Папа, дико хохотавший над этим происшествием, похлопал его по спине и хотел было пригласить остаться с нами на ужин, но мальчишка попросил разрешения приехать в другой раз, когда он будет чуточку более прилично выглядеть. Во всяком случае, изъян в печи он устранил довольно быстро.
Я сидела на заборе, довольно далеко, когда он катил на велосипеде по аллее домой. Остановившись, он сказал:
- До свиданья!
- До свиданья! - ответила я. - Но я все равно считаю, что вы и есть мастер Сёдерлунд, хотя вас подменили еще в детстве.

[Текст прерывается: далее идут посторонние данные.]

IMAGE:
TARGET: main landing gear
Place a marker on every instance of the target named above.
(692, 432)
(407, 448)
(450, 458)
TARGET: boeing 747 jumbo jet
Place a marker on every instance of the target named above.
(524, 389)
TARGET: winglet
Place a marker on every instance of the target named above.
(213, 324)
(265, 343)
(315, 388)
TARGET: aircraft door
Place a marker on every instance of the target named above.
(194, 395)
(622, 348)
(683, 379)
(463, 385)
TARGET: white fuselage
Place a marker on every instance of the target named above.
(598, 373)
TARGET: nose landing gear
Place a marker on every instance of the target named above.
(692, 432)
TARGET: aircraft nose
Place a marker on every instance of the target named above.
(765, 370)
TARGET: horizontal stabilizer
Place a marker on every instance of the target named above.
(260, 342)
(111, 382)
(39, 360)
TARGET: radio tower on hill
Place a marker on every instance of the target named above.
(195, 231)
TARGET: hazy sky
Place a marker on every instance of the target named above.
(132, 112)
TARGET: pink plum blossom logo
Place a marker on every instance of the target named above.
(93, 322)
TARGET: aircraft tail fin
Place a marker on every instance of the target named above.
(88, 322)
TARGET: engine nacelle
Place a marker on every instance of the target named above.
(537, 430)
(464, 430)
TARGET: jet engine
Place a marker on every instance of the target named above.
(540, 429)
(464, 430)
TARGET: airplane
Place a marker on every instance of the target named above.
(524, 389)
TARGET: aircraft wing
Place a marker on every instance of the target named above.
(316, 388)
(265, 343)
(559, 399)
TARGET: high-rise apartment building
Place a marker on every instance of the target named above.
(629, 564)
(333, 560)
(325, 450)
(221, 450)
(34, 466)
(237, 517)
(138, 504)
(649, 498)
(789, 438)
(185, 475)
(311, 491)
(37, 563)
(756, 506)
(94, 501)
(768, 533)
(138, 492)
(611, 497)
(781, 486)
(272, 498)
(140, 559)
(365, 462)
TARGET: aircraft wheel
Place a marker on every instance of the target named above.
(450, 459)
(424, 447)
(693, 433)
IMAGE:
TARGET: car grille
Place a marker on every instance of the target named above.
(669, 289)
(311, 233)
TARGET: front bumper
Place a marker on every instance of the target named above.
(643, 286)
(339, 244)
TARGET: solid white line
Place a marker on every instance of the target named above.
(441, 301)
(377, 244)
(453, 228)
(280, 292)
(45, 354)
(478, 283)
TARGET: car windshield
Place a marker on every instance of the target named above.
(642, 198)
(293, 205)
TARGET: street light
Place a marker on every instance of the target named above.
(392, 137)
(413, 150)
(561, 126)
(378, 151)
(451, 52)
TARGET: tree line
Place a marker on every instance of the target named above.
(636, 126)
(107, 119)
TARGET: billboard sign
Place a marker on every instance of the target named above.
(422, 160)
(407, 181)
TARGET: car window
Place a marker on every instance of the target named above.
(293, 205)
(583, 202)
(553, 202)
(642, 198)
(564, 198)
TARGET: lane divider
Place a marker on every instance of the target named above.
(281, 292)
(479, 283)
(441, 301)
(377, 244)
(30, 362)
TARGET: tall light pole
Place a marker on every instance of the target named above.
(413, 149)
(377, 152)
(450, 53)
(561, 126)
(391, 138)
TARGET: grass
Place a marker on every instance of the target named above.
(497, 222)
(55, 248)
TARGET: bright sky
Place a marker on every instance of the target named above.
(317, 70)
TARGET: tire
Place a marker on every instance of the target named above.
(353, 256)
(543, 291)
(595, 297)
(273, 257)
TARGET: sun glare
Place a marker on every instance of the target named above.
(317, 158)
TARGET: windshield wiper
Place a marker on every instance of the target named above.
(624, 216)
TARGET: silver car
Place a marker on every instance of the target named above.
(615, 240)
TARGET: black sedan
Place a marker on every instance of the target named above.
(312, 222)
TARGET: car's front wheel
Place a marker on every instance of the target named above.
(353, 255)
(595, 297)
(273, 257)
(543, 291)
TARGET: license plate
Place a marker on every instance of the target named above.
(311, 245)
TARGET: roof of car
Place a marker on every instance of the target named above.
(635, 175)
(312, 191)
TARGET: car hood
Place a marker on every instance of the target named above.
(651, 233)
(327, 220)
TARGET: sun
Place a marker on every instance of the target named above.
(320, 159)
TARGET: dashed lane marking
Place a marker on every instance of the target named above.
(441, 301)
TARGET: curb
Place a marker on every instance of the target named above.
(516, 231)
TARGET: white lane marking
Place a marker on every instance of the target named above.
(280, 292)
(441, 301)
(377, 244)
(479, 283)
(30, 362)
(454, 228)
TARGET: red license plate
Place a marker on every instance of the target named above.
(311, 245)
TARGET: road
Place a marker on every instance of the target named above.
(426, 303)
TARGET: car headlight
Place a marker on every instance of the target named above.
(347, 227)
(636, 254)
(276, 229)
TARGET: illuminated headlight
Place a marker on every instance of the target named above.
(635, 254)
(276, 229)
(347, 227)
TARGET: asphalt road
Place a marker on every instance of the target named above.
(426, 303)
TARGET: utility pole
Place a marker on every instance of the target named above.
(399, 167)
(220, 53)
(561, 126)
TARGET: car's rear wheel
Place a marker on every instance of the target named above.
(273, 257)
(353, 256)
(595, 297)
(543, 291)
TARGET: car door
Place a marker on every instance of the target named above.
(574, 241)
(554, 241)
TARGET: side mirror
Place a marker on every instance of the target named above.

В субботний вечер, когда недельной работе настал конец и мы были чисто вымыты и красивы, Черстин, как обычно, бросила меня ради Эрика, а я вышла из дома, чтобы прогуляться в своих новых брюках. Я пошла вниз к поселку и, когда зашла уже довольно далеко, к самой осине, которую в детстве ободрал папа, встретила молодого человека, катившего на велосипеде. У него были светлые волосы и голубые глаза, и он показался мне очень знакомым, но далеко не сразу я узнала своего мастера.
- Добрый вечер! - поздоровался он. - Это вы или ваша сестра-двойняшка?
- Все зависит от одного… - ответила я. - Видите ли вы у меня на левой щеке коричневую крапинку?